I guess you didn’t see the reports from a number of locals in San Bernardino that they saw 3 large white men in black .mil gear carrying large rifles doing the shooting. Additionally, the woman of the couple was too small to carry and operate the kind of weapons used, and she and her husband had been at a work party with *their young children* earlier that same week having a party with the people they would later come back and shoot. Something isn’t right with this story.
That’s interesting but it’s not directly relevant to accessing a locked iPhone that has a connection of some sort to the case, which is the issue here.

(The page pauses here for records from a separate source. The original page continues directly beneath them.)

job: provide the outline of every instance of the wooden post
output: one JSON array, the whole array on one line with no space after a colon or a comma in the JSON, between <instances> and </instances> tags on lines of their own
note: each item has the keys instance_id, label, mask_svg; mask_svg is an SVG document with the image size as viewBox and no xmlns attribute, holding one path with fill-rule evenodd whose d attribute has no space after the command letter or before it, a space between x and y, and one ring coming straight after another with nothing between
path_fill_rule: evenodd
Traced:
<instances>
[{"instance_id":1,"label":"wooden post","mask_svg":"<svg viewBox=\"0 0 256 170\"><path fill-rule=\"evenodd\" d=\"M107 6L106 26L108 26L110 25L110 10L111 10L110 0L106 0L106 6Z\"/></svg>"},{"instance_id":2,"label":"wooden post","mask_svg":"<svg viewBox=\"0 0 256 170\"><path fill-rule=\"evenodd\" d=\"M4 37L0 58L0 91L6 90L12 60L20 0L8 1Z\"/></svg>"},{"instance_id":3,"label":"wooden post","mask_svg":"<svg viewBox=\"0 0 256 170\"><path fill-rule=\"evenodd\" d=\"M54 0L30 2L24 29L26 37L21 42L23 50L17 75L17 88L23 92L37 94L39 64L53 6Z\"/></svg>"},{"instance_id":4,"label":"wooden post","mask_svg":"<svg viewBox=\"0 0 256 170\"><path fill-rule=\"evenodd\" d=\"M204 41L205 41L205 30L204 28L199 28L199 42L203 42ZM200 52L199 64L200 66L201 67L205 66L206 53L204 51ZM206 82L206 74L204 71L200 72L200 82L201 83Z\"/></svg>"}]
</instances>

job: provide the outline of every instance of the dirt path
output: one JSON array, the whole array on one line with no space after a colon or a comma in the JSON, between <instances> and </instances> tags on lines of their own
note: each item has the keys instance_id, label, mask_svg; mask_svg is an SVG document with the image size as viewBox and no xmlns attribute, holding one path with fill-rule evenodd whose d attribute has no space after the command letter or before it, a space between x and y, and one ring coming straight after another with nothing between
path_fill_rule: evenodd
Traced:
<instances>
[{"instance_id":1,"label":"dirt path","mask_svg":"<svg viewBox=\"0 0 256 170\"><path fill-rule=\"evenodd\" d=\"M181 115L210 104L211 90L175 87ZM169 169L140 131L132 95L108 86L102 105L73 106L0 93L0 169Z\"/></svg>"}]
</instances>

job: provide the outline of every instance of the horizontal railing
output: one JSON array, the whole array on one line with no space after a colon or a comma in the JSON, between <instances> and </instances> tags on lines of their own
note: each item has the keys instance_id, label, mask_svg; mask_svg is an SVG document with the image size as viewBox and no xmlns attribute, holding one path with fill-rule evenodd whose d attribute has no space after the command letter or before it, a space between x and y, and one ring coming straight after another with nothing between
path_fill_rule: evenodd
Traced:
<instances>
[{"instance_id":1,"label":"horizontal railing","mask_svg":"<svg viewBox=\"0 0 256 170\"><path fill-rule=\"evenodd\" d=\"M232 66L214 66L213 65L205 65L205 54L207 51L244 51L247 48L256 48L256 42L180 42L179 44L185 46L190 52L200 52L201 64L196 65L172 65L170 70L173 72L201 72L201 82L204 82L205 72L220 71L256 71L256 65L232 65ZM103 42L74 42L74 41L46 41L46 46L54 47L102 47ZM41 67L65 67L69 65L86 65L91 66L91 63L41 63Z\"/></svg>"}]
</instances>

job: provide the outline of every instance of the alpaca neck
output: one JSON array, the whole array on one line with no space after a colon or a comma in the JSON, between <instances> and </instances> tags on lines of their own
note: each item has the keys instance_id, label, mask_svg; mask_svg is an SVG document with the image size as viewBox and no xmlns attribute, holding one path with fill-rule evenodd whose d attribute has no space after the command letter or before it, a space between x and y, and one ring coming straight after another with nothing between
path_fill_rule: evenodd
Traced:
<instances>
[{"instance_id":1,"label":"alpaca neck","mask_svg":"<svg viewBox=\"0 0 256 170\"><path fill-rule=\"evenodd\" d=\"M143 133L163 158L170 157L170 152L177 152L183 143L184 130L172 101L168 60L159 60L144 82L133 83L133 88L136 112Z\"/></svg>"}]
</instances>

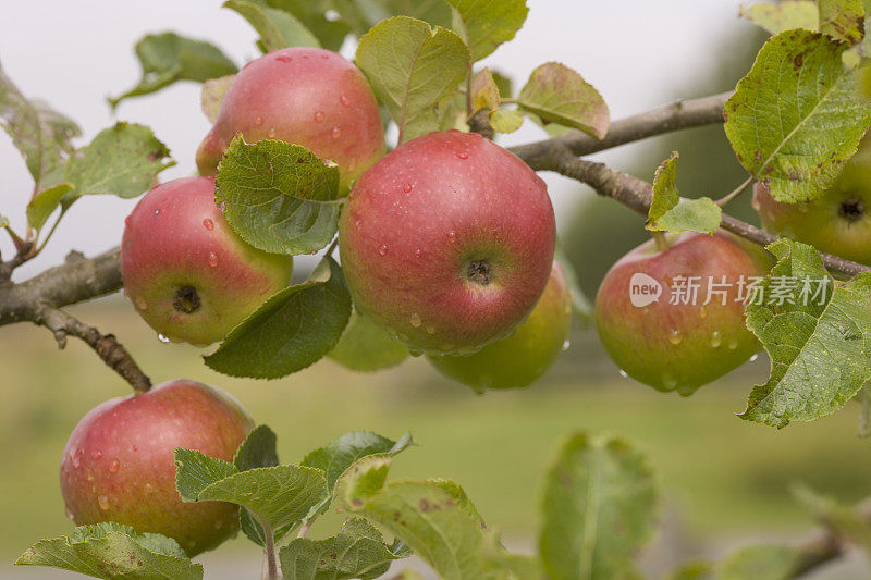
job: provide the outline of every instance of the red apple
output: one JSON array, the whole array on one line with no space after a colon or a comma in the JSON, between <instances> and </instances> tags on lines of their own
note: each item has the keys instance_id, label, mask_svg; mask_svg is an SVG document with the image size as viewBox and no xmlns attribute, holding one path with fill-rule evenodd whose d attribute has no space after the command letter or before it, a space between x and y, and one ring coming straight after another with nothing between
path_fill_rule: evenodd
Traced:
<instances>
[{"instance_id":1,"label":"red apple","mask_svg":"<svg viewBox=\"0 0 871 580\"><path fill-rule=\"evenodd\" d=\"M245 65L199 146L200 174L214 173L237 133L248 143L302 145L334 161L345 190L384 153L381 114L363 73L319 48L274 50Z\"/></svg>"},{"instance_id":2,"label":"red apple","mask_svg":"<svg viewBox=\"0 0 871 580\"><path fill-rule=\"evenodd\" d=\"M759 349L745 326L743 294L771 260L722 231L666 240L665 249L653 240L638 246L609 270L596 296L596 325L629 377L690 395Z\"/></svg>"},{"instance_id":3,"label":"red apple","mask_svg":"<svg viewBox=\"0 0 871 580\"><path fill-rule=\"evenodd\" d=\"M114 521L169 535L189 556L212 550L235 533L237 506L182 502L175 448L232 461L253 427L238 402L196 381L107 400L79 421L63 449L66 515L77 526Z\"/></svg>"},{"instance_id":4,"label":"red apple","mask_svg":"<svg viewBox=\"0 0 871 580\"><path fill-rule=\"evenodd\" d=\"M173 341L207 345L228 333L291 277L287 256L245 243L214 203L213 177L156 186L126 220L124 292Z\"/></svg>"},{"instance_id":5,"label":"red apple","mask_svg":"<svg viewBox=\"0 0 871 580\"><path fill-rule=\"evenodd\" d=\"M471 354L508 335L551 272L544 182L477 134L412 139L372 165L339 225L357 308L415 350Z\"/></svg>"},{"instance_id":6,"label":"red apple","mask_svg":"<svg viewBox=\"0 0 871 580\"><path fill-rule=\"evenodd\" d=\"M487 388L529 386L547 371L568 340L572 322L572 294L559 263L536 308L511 336L490 343L467 357L429 357L436 369L449 379L469 385L479 393Z\"/></svg>"}]
</instances>

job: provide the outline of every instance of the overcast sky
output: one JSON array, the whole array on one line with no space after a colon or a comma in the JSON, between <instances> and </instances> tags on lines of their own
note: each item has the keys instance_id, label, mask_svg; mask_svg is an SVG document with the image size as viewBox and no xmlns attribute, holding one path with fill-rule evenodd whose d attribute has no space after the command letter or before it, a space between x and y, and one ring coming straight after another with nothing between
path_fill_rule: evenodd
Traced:
<instances>
[{"instance_id":1,"label":"overcast sky","mask_svg":"<svg viewBox=\"0 0 871 580\"><path fill-rule=\"evenodd\" d=\"M177 165L161 180L195 172L194 155L209 125L199 110L199 86L180 83L157 95L123 102L112 115L105 97L139 77L133 45L143 35L175 30L221 47L237 64L256 58L256 35L236 13L207 0L29 0L8 2L0 18L0 65L28 97L47 100L84 131L81 144L115 120L149 125L171 149ZM675 86L717 59L717 37L749 26L737 17L736 0L528 0L529 17L517 37L483 64L510 73L516 89L539 64L559 60L596 86L612 119L679 96ZM346 57L353 47L346 46ZM503 138L515 145L544 135L527 122ZM625 153L623 153L625 155ZM619 165L621 151L603 153ZM557 208L578 197L577 187L545 176ZM0 134L0 214L24 231L32 181L5 134ZM93 255L116 245L135 200L85 197L64 218L44 254L22 268L27 277L62 261L76 248ZM557 212L559 213L559 212ZM11 246L0 233L0 250Z\"/></svg>"}]
</instances>

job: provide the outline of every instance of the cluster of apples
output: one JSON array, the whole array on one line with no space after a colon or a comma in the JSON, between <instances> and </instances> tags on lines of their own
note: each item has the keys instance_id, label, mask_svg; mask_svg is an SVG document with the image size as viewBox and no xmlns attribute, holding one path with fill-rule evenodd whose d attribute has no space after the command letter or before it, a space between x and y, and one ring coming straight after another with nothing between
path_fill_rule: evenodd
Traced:
<instances>
[{"instance_id":1,"label":"cluster of apples","mask_svg":"<svg viewBox=\"0 0 871 580\"><path fill-rule=\"evenodd\" d=\"M567 337L572 297L553 261L544 183L476 134L431 133L388 155L363 74L321 49L270 52L233 79L197 151L200 176L154 187L121 243L124 292L158 333L208 345L289 284L292 258L256 249L214 201L232 138L302 145L351 188L340 257L356 309L478 390L531 384ZM353 187L352 187L353 186ZM234 506L185 504L176 447L232 459L252 429L229 395L186 380L109 400L75 428L61 490L77 523L116 521L176 539L194 555L237 529Z\"/></svg>"}]
</instances>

There is another possible answer as to “how” they cracked it – What if Apple secretly helped the FBI get into the phone to make this go away…? Somebody else mentioned former heads of CIA and NSA being on Apple’s side. I haven’t verified that, but with Apple’s financial might, alone, I can see them saying, “here’s your access, now drop this backdoor nonsense immediately.” As you said, it would mandate a vulnerability that no security experts, manufacturers, or consumers want. If Apple has a known vulnerability, this conspiracy theory would help them keep it under wraps. This could also be related to the zero-day explanation, but that theory felt more external than internal.
“What if Apple secretly helped the FBI get into the phone to make this go away”
Possible, but unlikely. Edward Snowden was once trusted by his employer, and (whether we agree or not) he felt truth outweighed his prior oath. Same with Apple secreting a fix to the feds, same with Dubya masterminding 9/11. Sooner or later all it takes is one drunken braggart dying to impress someone (either with their accomplishments or perceived import), one guilty conscience, one guy too trusting with his girlfriend, et cetera; the story blows wide open.
Apple has far too much to lose by risking exposure of a clandestine acquiescence. My money’s against it–as opposed to a yet-unknown zero-day exploit or some physical deconstruction wizardry.
You’re absolutely right that there isn’t definitive evidence showing how they got in, but it seems more than just coincidence that someone comes forward to the FBI demonstrating an exploit, a notice then subsequently going out to delay the hearing, and finally this dismissal. That leads me to believe there is some zero-day in the wild that was used.
In either case, this wasn’t the outcome I had been hoping for, because as you noted, it just delays the inevitable discussion to a later date.
“Perhaps the lock-out limit on guessing wasn’t turned on and so the FBI had thousands of tries, not just 10?”
This doesn’t work. Whether the wipe after 10 tries setting is turned on or not, the moment you try the passcode incorrectly 10 times the iPhone is permanently disabled and the passcode no longer works. It starts off locking you out for 1, 5, 15, 30, 60 minutes and eventually forever when you put in the passcode incorrect more than 5 times.
Hmmm, yes, you are right. There’s something on that here:
https://support.apple.com/en-gb/HT204306
(Apple says “six time in a row”, not five. Also, I’d avoid saying “permanently disabled,” which sounds like “bricked” to me. You can reflash iOS, but that’s like buying a new phone with no apps and no data. (I do that every few iOS updates, needed or not. Life’s too short to keep photos that you haven’t looked at for six months or more. If they aren’t worth backing up, then they aren’t worth keeping at all. It’s like that old bicycle you haven’t ridden for 15 years. Give it to someone who wants to restore it.)
Pretty simple, If they cracked the security and then announced it they obviously found nothing of value to them. On the other hand if they cracked it and found damming evidence of accomplices they would say nothing till all leads were followed up.